This is an extract from an earlier article at Systematic Income Premium
It’s fair to say that one takeaway for income investors this year is that a lot of the bread-and-butter income sectors took significant losses. This even includes many of the higher-quality assets such as investment-grade bonds which normally outperform during market downturns.
In this article, we take a bird’s eye view of the income space to see how various sectors have performed year-to-date and what yields they are currently offering. We then focus specifically on sectors that have remained relatively resilient and offer attractive yields.
A Bird’s Eye View Of The Income Space
Most income investors are interested in not just the yield they can achieve on their holdings but also the relative resilience of their holdings. It’s no good earning a 10% yield if the portfolio’s longer-term return ends up being 3% through-the-cycle.
Let’s have a look at how the various credit sectors look with respect to their current estimated yield (y-axis) and their total return over the first half of the year (x-axis). Credit yields have fallen since June (the date the table above references) primarily as credit spreads have compressed so we adjust spreads lower by about 20% (roughly the amount of compression since 30-June we see in HY corporate bonds).
The more appealing quadrant of higher yields and better return is highlighted in green and the less appealing quadrant is highlighted in red.

Obviously, investors need to be careful here with extrapolating performance. Just because a sector fell very hard doesn’t necessarily make it unattractive. It’s also important to point out that just because a sector was resilient this time around may not mean it will be resilient in the next market shock since market shocks are not all alike. That said, there is still a lot of utility in looking at this proof-is-in-the-pudding kind of numbers.
What we see is that a number of CLO and CRT sectors look quite attractive with ABS sectors being even more resilient though lower-yielding. These sectors boast decent yields with outperformance to boot. On the other hand, some of the traditionally “safer” sectors like investment-grade bonds and agency MBS don’t look very attractive in the chart.
Stance and Takeaways
The purpose of the article is to provide some allocation ideas for investors managing income portfolios. Specifically, it is to highlight that some of the more niche sectors can look much more attractive than the bread-and-butter or even “safer” sectors that traditionally make up investor portfolios.
The other takeaway is to think in terms of sector allocation rather than “best funds” since even the “best fund” in whichever sector will find it difficult to swim against the current of an unfavorable market environment that drags its entire sector lower.
Finally, investors should think in terms of multiple scenarios rather than a single axis of yield or quality. For instance, investors should be prepared for various potential outcomes such as higher or lower interest rates and higher or lower credit spreads. Investors who allocate in a bottom-up manner by building portfolios from individual securities that they like the look of may end up with undiversified portfolios whose performance can disappoint.
Here we also highlight a number of funds that tap into each of the three attractive and resilient sectors discussed above: CLO Debt, ABS and non-agency MBS.

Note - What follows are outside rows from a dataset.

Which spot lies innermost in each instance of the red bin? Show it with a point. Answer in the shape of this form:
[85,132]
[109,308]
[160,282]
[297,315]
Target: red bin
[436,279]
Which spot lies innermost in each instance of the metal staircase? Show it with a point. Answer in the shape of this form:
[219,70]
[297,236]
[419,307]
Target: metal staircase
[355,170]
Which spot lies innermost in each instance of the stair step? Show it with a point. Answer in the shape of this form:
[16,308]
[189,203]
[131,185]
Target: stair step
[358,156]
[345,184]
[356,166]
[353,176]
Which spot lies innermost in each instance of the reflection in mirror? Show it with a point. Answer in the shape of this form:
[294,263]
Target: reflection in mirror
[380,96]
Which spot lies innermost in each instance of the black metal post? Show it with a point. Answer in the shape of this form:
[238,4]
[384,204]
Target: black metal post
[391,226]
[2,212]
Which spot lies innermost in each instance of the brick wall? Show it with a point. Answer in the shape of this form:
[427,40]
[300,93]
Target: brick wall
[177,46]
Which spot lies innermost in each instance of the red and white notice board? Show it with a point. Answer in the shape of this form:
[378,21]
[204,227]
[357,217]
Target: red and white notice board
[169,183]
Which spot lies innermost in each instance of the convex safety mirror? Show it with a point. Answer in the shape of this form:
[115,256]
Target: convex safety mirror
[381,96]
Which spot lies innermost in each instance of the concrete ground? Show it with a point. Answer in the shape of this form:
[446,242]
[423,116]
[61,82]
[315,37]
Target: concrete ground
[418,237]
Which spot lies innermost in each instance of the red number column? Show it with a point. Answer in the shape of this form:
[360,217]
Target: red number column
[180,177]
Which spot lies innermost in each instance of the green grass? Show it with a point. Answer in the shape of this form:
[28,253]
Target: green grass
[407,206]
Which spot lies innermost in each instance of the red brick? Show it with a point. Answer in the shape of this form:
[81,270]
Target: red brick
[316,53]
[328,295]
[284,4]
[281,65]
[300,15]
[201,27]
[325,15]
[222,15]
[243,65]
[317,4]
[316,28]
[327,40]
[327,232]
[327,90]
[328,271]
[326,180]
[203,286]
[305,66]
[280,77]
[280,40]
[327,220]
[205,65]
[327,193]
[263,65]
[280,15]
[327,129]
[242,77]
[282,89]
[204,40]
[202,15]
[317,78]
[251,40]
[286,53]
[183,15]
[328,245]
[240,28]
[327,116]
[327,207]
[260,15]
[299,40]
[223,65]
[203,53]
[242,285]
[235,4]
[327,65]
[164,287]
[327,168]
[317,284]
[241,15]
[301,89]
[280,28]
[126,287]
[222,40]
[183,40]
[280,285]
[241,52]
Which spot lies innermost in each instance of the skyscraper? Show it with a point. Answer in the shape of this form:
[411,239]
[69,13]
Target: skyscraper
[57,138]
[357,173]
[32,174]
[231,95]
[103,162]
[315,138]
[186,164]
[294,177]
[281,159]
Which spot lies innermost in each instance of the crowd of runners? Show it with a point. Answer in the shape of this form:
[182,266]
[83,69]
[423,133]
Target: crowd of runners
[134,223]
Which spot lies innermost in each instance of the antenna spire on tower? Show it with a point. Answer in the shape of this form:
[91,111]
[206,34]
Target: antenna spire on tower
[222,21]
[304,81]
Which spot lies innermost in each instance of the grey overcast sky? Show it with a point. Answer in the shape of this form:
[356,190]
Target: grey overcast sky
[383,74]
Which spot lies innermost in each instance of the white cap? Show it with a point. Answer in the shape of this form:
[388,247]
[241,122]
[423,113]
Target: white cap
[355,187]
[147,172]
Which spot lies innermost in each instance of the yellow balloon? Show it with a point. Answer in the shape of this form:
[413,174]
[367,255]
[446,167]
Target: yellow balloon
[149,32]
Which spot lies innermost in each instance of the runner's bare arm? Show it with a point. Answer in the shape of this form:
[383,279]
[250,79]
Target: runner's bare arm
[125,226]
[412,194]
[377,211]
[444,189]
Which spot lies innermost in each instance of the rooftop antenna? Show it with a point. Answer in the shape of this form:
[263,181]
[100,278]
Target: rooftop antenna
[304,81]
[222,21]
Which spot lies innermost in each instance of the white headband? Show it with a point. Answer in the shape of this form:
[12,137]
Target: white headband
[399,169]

In the CLO Debt space, we like the Janus Henderson B-BBB CLO ETF (JBBB) which allocates primarily to investment-grade CLO Debt securities. The fund has a 3.1% distribution rate and a 5.1% SEC yield. The fund’s income will continue to increase in line with further rises in the Fed policy rate. The fund is down around 6% year-to-date including dividends.
A CEF which allocates to both ABS and CRT sectors is the Nuveen Mortgage and Income Fund (JLS), trading at a 6.2% yield and a 17% discount. About 40% of the portfolio is in investment-grade rated securities and about half the fund is in floating-rate securities which will help to drive fund income higher. The fund has a modest duration of 2.4 and carries 29% of leverage. JLS has delivered a -7.6% total NAV return this year which has outperformed the multi-sector CEF space by about 5%. The discount is trading cheap to the sector average.

Finally, we continue to like a fund that is focused mostly on the non-agency RMBS sector – the Western Asset Mortgage Opportunity Fund (DMO). DMO is trading at a 11% current yield and a 15% discount. Its total return this year of -10% is about 4% better than the broader Multi-sector CEF space and about 5% better than the average taxable PIMCO CEF. The fund holds around 80% in floating-rate securities so its income will continue to benefit from higher short-term rates.